Napoli: le parole di De Bruyne

"Penso che il livello in Europa sia sempre più alto. Non è facile vincere ogni partita e anche le piccole nazionali possono costruire una squadra discreta e fare risultati. Certo che non andare al Mondiale per una squadra come l'Italia è una perdita enorme. Ma non c'è niente che possa farci".

ITALIA - "Il calcio italiano è in crisi? Forse. Se non fai il Mondiale per tre edizioni di fila forse lo sei. Ma non conosco i dettagli, non conosco struttura e filosofia, partendo dai giovani fino al livello più alto. Quindi non saprei...".

NAPOLI - "Perché il Napoli? Perché aveva il progetto migliore per me e per la mia famiglia. Volevo continuare a giocare ad alti livelli e a Napoli c'era la possibilità di farlo. Quindi è stata la scelta migliore per tutti. Devo cercare di essere felice nel mio lavoro e nella mia vita. Ho tre figli piccoli, una famiglia, e voglio fare il massimo per farli stare bene. Ovviamente è qualcosa di diverso rispetto all'Inghilterra, come mentalità, come clima, anche un modo di vivere differente. Non era facile cambiare dopo dieci anni a Manchester ma adesso ci siamo adattati, stiamo bene. E siamo tutti felici".

SCUDETTO - "Se Napoli-Milan vale soltanto per il secondo posto? Al momento è così, tutto dipende dall'Inter ovviamente, che ha il destino nelle proprie mani: se le vincerà tutte diventerà campione. Noi possiamo solo dare il massimo per provare a vincere più partite possibile. Qualche settimana fa eravamo a meno 14, ora siamo a meno 7, è sempre molto difficile ma nel calcio le cose cambiano in fretta. Noi però non possiamo pensare a questo ora, ma concentrarci sul nostro obiettivo che è di entrare nelle prime quattro e tornare in Champions il prossimo anno. E poi vedere cosa farà l'Inter. Intanto pensiamo a vincere la partita di lunedì".

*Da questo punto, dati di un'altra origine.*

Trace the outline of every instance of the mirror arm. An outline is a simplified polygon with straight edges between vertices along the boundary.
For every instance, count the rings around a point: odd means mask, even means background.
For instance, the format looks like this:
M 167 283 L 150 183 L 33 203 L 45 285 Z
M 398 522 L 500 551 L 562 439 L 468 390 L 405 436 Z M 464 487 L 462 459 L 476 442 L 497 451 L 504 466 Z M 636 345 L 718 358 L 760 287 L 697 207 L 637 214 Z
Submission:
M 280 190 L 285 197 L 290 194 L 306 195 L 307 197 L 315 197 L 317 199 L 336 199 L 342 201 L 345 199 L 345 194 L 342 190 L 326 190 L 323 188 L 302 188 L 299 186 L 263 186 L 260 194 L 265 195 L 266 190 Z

FUTURO - "Quando smetterò? Non lo so, davvero. Sicuramente non ci sarà nulla all'inizio, perché vorrò godermi un po' la famiglia, che ha fatto tanti sacrifici per me. Poi dovrò trovare qualcosa da fare ovviamente. Nel prossimo futuro, invece, voglio solo continuare a giocare a calcio dando il massimo per restare al livello più alto possibile. Mi sento bene, sono felice e la mia famiglia è felice per me".